= Ceride-i Havadis =

First semi-official newspaper in the Ottoman Empire

Ceride-i Havadis (Journal of News) was the first semi-official newspaper in the Ottoman Empire, and was published from 1840 to 1877.

==History==
Ceride-i Havadis was published by William Nosworthy Churchill, an Englishman who moved to Turkey aged 19 and was familiar with the Turkish language and the Ottoman Turkish script having worked as a translator at the American Consulate in Constantinople. Ceride-i Havadis published foreign news items translated by Churchill and his staff, provided by the Ottoman Government (Ottoman Imperial Printing House), wrote the news; and was the only semi-private paper in Turkey until 1860. The paper received financial support from the government and was first published on 31 July 1840. It was the first newspaper in the country to have private adverts and death notices.

To accommodate a growing circle of readers, the editors simplified the language in which the newspaper was written, gradually abandoning the more formal style which they had previously shared with the official Gazette. Ottoman statesman Said Pasha (1830–⁠1914), was at one time editor of the Ceridé-i-Havadis.

The first privately owned Turkish newspaper was Ceride-i Havadis (Journal of News), published in 1840 by an Englishman named William N. Churchill.

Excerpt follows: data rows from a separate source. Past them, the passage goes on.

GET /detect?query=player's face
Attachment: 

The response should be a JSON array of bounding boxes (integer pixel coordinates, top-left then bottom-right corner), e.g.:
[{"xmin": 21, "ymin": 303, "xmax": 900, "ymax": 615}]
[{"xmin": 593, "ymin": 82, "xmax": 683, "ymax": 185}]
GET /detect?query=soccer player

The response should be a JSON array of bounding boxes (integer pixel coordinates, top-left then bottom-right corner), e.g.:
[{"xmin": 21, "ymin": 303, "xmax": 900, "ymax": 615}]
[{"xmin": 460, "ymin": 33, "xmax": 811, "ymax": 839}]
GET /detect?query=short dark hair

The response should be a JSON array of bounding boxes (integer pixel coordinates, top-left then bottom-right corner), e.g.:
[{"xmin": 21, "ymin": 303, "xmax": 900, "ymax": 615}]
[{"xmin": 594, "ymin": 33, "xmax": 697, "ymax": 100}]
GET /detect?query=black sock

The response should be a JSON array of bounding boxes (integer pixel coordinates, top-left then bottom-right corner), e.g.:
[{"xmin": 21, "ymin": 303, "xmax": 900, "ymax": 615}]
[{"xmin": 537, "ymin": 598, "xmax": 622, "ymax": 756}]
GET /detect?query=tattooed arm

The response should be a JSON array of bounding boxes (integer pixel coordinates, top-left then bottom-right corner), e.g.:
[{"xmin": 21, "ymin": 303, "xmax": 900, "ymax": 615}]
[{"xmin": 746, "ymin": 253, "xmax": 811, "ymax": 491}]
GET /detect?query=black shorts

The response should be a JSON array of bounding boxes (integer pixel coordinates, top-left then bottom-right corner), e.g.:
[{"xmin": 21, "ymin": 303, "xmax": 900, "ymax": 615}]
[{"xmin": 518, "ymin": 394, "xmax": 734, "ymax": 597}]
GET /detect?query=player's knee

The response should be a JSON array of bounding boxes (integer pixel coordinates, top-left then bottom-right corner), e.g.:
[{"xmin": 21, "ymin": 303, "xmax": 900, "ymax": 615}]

The content was unusually rich for its time, for it contained details of Western politics, financial news, material about controversial events such as the French Revolution, and items of cultural interest such as reports of new technology that had not yet been introduced into the Ottoman Empire. However, Churchill’s paper did not appeal to the public and was able to survive only with state support. In fact, its writers were all members of the translation bureau of the Sublime Porte, who directed communication with foreign countries and followed the foreign press.
— Orhan Koloğlu Encyclopedia of the Ottoman Empire, p. 432

After Churchill’s death in 1846 he was succeeded by his son Alfred Black who went to Sevastopol during the Crimean War to cover the fighting for English newspapers, and his reports were also published in special supplements by the Ceride-i Havadis. In 1860 Alfred Churchill also established a daily version of the newspaper, :tr:Ruzname-i_Ceride-i_Havadis which was the first Turkish newspaper to be published on a daily basis during the Ottoman period. He promoted the cause of Turkish progress, and much improved the character of Turkish printing.

When the Sultan of Turkey visited England in July 1867, Alfred Black Churchill attended as the official historiographer.

The first press debate occurred between Ceride-i Havadis and Tercüman-ı Ahvâl. After the death of Churchill in 1870 aged 45, the business ran until 1887 when the papers closed.